Besides the BPA proxy itself being a trusted party in federations, the responsible infrastructures themselves also need a framework to ensure their proxied services are properly handling data - so that they can participate in federation with confidence. The evolution and implementation of ‘Snctfi’ Scalable Negotiator for a Community Trust Framework in Federated Infrastructures (effort required: 4PM) increases acceptance of research infrastructure proxies. This eases the flow of identity and attributes from eduGAIN, leading to a more effective research services landscape.
Users increasingly have to wade through consent and information screens while on the other hand, the proxies struggle with how to present information from large numbers of distinct services in a coherent and the required ‘understandable manner’ to the user. We will review infrastructure models for coordinated presentation and aggregation of ‘acceptable use policies’ and privacy notices , improving cross-infrastructure user experience (effort required: 8PM). This will result in recommendations on aligning presentations by proxies and presented to AEGIS for adoption by the proxy operators. The expected outcome is increased adoption of the ‘WISE Baseline AUP’, good-practice privacy notices, and fewer user clicks when accessing research resources.

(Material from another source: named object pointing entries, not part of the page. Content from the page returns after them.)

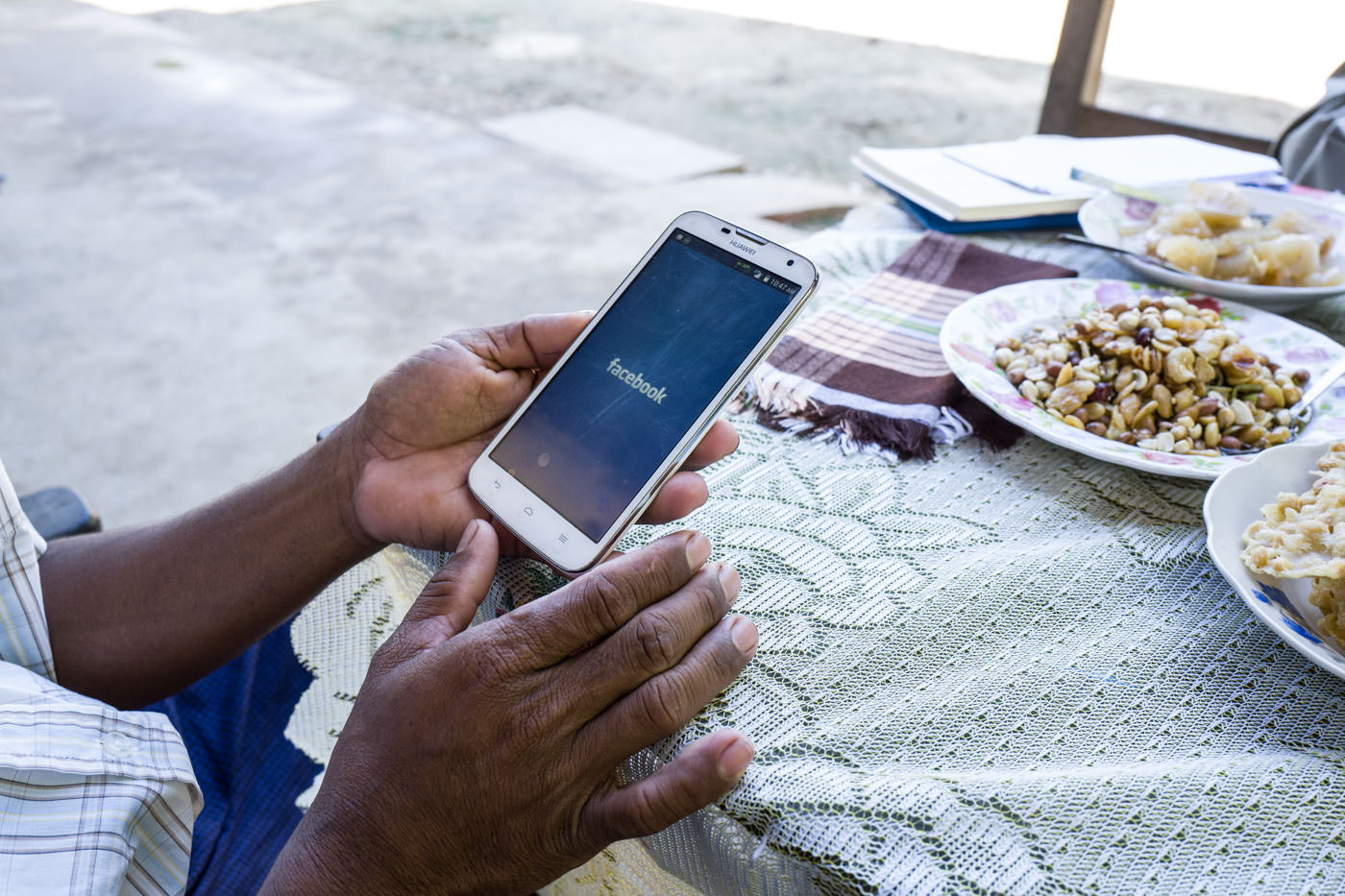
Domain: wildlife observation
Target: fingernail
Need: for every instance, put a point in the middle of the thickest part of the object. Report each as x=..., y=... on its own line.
x=744, y=635
x=468, y=534
x=735, y=758
x=730, y=583
x=697, y=550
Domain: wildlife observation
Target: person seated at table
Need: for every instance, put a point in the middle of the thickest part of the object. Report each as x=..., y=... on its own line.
x=475, y=759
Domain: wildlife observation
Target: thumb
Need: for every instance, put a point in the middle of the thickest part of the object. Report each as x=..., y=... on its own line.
x=450, y=599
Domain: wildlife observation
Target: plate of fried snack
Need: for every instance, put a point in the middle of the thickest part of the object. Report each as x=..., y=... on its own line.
x=1266, y=248
x=1277, y=532
x=1143, y=375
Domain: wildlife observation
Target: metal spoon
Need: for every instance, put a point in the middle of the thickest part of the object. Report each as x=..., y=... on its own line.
x=1118, y=251
x=1302, y=409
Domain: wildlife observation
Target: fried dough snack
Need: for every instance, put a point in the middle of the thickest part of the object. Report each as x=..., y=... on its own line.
x=1213, y=234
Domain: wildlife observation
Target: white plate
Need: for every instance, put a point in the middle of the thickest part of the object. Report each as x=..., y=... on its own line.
x=1233, y=503
x=1113, y=220
x=970, y=332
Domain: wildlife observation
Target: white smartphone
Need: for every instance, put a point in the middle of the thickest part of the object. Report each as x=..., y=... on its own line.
x=621, y=410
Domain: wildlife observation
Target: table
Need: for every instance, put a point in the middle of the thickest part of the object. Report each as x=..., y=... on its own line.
x=990, y=673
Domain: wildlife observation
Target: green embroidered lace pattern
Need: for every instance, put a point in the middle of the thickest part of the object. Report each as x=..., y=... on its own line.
x=990, y=673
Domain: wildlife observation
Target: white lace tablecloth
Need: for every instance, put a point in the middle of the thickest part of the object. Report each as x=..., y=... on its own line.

Task 2: User-centric trust alignment and policy harmonisation(M6-M24)
Augment the Policy Development Kit with lightweight community policy templates (required effort: 6 PM) to enable federated access management for small to mid-sized research groups to research infrastructures. Not having the resources or expertise to maintain their own complex policy suite, we support them through templates and implementation guidance (FAQs) on community structuring, and integration with research infrastructure community AAIs across thematic areas. Analysis of the community minimum viable policy is based on the FIM4R requirements and the policies will ease access to services that require identity assurance and traceability of resource use.
New guidelines on cross-sectoral trust in novel federated access models (effort required: 8 PM) support communities that leverage modern (‘OpenID Connect Federation’ and token-based) federated technologies, using protocols originally devised for just bilateral (‘login with big tech’) trust. These guidelines enable increased trust in multi-domain scenarios and improve security in case of identity compromise and cyberattacks for federated research services, which are today encumbered by the widely-varying implementation of trust validity periods, implicitly assumed risk acceptance by federation peers, and inconsistencies. The guidelines will acknowledge the diverse requirements for researcher identity privacy vs. functional requirements (opaque user data vs. self-containment) on (OAuth2) token validity, scoping, validation, and privacy preservation.
Increased assurance in research services through eID identity assertions (effort required: 8 PM) has proven hard to obtain from home identity providers in the R&E sector. It is more readily available in the European government identity ecosystem, and we will provide an assessment of its applicability for users of research infrastructures dealing with sensitive data through the proxies in the revised AARC BPA model. Step-up to at least a substantial level could then be done at “home” through the user’s national eID scheme. If suitability is confirmed, guidelines will be provided via AEGIS.
To ensure anchoring of user-oriented policies in the research communities, they are developed via a co-creation process through the FIM4R research communities forum, reviewing the restructured policy development kit and proxy trust framework, together with the new AARC Blueprint Architecture (required effort: 4 PM). This ensures the cross-sectoral use of recommended best practices as well as the global adoption of the European model in collaborating infrastructures. Through joint workshops with WP3 (use cases), we ensure the stakeholder community (research and e-Infrastructures, ESFRI clusters, and nationally-structuring research communities) closes the trust and policy gaps using the joint policy development kit also for large structured communities across the thematic areas represented in FIM4R.